Needless to say, the two sides gave very different accounts, visible thanks to the National Security Archive housed at George Washington University. In its official statement, China’s Xinhua News agency declared, “Ignoring China’s repeated warnings, the Vietnamese authorities have of late continually sent armed forces to encroach on Chinese territory and attack Chinese frontier guards and inhabitants…In the past six months alone, the Vietnamese have made armed incursions on more than seven hundred occasions and killed or wounded more than three hundred Chinese frontier guards and inhabitants.” The official announcement of war was understated: “Driven beyond forbearance, Chinese frontier troops have been forced to rise in counterattack.”

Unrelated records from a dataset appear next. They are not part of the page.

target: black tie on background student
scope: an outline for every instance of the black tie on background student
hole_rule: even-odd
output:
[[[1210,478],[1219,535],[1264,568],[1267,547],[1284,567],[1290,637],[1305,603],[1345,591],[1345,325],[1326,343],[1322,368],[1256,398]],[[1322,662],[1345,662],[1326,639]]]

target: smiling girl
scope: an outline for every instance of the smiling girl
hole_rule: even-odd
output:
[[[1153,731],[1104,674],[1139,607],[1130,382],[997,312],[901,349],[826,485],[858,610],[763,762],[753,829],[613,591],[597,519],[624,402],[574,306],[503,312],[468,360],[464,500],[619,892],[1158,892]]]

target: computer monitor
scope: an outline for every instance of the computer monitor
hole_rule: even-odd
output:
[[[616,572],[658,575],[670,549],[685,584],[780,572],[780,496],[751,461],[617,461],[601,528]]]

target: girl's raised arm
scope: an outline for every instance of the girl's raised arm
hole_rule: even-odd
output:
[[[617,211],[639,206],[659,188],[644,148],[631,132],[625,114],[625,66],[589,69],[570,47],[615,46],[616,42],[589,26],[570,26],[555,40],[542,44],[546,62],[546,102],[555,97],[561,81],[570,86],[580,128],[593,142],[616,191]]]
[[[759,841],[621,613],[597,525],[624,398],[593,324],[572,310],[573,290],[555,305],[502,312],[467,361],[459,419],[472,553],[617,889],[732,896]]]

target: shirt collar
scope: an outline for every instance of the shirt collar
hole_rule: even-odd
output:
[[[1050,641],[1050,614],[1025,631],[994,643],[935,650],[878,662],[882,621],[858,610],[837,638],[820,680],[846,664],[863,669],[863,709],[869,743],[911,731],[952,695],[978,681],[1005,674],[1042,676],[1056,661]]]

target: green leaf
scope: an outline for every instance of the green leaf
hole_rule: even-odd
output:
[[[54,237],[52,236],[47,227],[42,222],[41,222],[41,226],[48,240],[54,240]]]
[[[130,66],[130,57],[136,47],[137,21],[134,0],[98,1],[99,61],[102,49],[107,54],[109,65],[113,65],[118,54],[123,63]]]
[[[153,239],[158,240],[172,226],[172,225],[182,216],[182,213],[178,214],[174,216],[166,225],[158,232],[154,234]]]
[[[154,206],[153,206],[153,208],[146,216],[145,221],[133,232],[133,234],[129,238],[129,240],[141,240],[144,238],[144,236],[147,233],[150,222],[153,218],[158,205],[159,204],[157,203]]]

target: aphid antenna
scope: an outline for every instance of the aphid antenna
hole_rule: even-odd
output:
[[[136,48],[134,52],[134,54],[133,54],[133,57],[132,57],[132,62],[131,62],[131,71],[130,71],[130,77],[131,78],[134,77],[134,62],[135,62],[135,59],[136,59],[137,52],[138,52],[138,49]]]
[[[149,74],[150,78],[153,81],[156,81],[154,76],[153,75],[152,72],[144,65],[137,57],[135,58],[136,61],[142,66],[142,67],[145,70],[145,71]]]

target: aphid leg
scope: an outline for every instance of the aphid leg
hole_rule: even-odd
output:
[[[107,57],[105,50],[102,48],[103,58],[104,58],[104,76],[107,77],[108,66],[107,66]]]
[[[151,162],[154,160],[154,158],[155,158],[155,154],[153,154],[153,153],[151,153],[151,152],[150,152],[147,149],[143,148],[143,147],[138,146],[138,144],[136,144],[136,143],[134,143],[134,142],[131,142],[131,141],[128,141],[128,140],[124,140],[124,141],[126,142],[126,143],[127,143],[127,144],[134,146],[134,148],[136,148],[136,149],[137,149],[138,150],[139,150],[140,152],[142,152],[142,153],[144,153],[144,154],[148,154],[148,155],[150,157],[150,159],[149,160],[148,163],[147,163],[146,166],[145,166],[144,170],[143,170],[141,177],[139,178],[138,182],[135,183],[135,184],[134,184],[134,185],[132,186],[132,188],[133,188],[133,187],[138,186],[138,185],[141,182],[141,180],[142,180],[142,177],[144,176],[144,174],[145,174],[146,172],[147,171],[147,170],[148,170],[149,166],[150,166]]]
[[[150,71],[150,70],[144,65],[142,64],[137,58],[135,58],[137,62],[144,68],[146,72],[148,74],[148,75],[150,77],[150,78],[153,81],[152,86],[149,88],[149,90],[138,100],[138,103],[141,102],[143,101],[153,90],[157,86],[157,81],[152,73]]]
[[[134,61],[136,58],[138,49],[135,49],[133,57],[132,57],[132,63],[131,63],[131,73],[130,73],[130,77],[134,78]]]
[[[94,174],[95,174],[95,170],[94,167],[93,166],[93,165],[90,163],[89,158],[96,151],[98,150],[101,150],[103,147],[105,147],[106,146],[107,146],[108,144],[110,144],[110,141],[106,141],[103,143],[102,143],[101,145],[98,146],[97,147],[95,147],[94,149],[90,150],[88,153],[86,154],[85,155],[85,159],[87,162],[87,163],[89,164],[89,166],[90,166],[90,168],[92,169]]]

The Chinese treated Vietnam as though it were a misbehaving younger sibling needing to be put in its place.

The Vietnamese government contended that it had “made every effort to contribute to turning the Viet Nam–China border into a border of friendship,” but accused the Chinese government of “dark” and “perfidious schemes” and “odious tricks” against their neighbor: “The Chinese authorities, who are pursuing a hostile policy toward Viet Nam and bringing about an extremely tense situation along the border between the two countries, must bear full responsibility for their dangerous adventurous actions.”

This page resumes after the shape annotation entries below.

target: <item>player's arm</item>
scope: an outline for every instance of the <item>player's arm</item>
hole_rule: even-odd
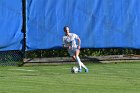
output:
[[[81,39],[78,37],[77,40],[78,40],[78,49],[80,49],[80,47],[81,47]]]
[[[65,38],[63,37],[63,44],[62,44],[63,48],[68,48],[68,45],[65,43]]]

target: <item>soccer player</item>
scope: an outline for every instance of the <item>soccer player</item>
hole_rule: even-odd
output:
[[[79,72],[82,72],[82,68],[85,69],[85,72],[88,72],[88,68],[81,62],[79,58],[81,40],[78,35],[70,33],[68,26],[64,27],[65,36],[63,36],[63,47],[67,48],[70,56],[76,60],[79,64]],[[78,40],[78,45],[76,44]]]

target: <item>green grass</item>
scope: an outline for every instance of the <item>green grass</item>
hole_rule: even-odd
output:
[[[140,62],[86,64],[89,73],[72,74],[72,64],[0,67],[0,93],[139,93]]]

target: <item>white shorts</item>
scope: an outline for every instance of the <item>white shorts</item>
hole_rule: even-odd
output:
[[[68,53],[69,53],[70,56],[74,56],[75,52],[78,51],[78,50],[79,50],[78,48],[68,49]]]

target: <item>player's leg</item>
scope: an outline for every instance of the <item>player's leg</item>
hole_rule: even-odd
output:
[[[80,53],[80,50],[75,51],[75,59],[77,60],[77,62],[81,66],[80,71],[82,71],[82,67],[83,67],[85,69],[85,71],[88,72],[88,68],[81,62],[81,60],[79,58],[79,53]]]
[[[82,65],[81,65],[81,62],[80,62],[80,61],[78,61],[78,60],[76,59],[75,55],[74,55],[74,56],[72,56],[72,58],[73,58],[75,61],[77,61],[77,62],[78,62],[78,65],[79,65],[79,72],[82,72]]]

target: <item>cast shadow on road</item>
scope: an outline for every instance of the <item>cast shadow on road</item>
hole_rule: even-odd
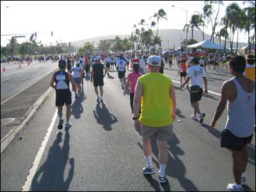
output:
[[[208,130],[209,132],[212,134],[213,136],[216,136],[218,139],[220,140],[220,136],[221,134],[221,132],[217,130],[216,129],[214,128],[214,132],[212,132],[210,129],[210,125],[205,124],[202,124],[201,125],[204,127],[205,127],[206,129]],[[224,128],[223,128],[224,129]],[[231,154],[231,150],[227,148],[230,152]],[[252,164],[253,166],[255,166],[255,147],[253,146],[252,144],[248,144],[247,145],[247,154],[248,156],[248,163]]]
[[[50,148],[47,159],[36,172],[31,184],[32,191],[68,191],[70,182],[74,177],[74,159],[69,159],[70,168],[68,175],[64,177],[65,170],[69,158],[68,129],[65,129],[63,145],[60,144],[62,141],[62,132],[57,134],[57,138]],[[67,178],[64,180],[64,177]]]
[[[189,179],[185,177],[186,169],[183,162],[179,157],[179,156],[183,156],[184,154],[184,152],[180,149],[180,147],[177,146],[179,143],[180,143],[180,141],[173,133],[173,138],[172,140],[168,140],[168,149],[169,152],[169,155],[167,166],[165,170],[166,174],[167,176],[170,176],[172,178],[175,178],[178,179],[179,182],[180,183],[181,186],[185,190],[189,191],[198,191],[198,189],[194,185],[194,184]],[[138,145],[142,149],[142,145],[140,143],[138,143]],[[158,157],[159,152],[156,138],[153,138],[151,140],[151,146],[152,153],[156,157]],[[170,153],[172,154],[172,156],[170,155]],[[160,168],[158,158],[157,159],[155,159],[153,156],[152,156],[152,161],[157,166],[159,170]],[[155,169],[155,171],[156,171],[156,169]],[[157,172],[157,171],[156,171],[156,172]],[[154,179],[150,177],[148,178],[146,176],[145,177],[146,177],[147,180],[150,182],[150,184],[152,186],[152,187],[156,189],[156,191],[160,191],[158,180],[154,181]],[[169,181],[168,181],[168,179],[166,179],[166,183],[164,184],[162,184],[162,186],[165,191],[170,191],[171,186]]]
[[[213,100],[219,100],[218,99],[216,99],[214,97],[209,95],[209,93],[207,95],[205,95],[205,94],[203,94],[203,97],[206,97],[206,98],[209,98],[209,99],[213,99]]]
[[[180,118],[186,118],[185,116],[183,116],[182,115],[181,115],[181,111],[180,111],[180,110],[178,108],[176,108],[176,109],[175,109],[175,115],[176,115],[177,116],[178,116],[179,117],[180,117]]]
[[[85,99],[86,99],[86,96],[83,90],[80,93],[80,97],[76,99],[71,105],[71,115],[73,115],[76,119],[80,118],[81,115],[84,111],[81,102]]]
[[[102,108],[100,108],[100,104]],[[111,125],[118,121],[113,115],[109,113],[105,104],[102,102],[98,102],[96,110],[93,111],[93,115],[98,124],[102,125],[106,131],[111,131]]]

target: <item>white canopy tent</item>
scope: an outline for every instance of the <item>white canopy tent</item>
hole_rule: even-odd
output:
[[[224,50],[224,47],[218,45],[208,40],[188,46],[189,49],[197,48],[210,50]]]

It was not the first time China had shed blood in conflict with a communist neighbor, but this was on a different scale than the skirmish between China and the Soviets along their icy northeastern border a decade earlier. As many as 300,000 Chinese troops attacked Vietnamese border defenses, supported by artillery. Through mountainous terrain with some 400 tanks, the People’s Liberation Army advanced on several Vietnamese provincial capitals.

If Chinese commanders had observed the experiences of French and American forces in Vietnam since 1945, they seem to have learned few lessons. In China’s Quest, a history of PRC foreign policy, John Garver lists Chinese tactical failures that mirror those of their Western predecessors: “Maps were out of date. Terrain often proved more rugged than anticipated…Vietnamese forces outflanked by the PLA withdrew into nearby mountains or forests where they knew the location of caves and tunnel complexes, and reemerged to attack…PLA logistics services were inadequate to supply front-line forces…Communication and command problems plagued the Chinese side.”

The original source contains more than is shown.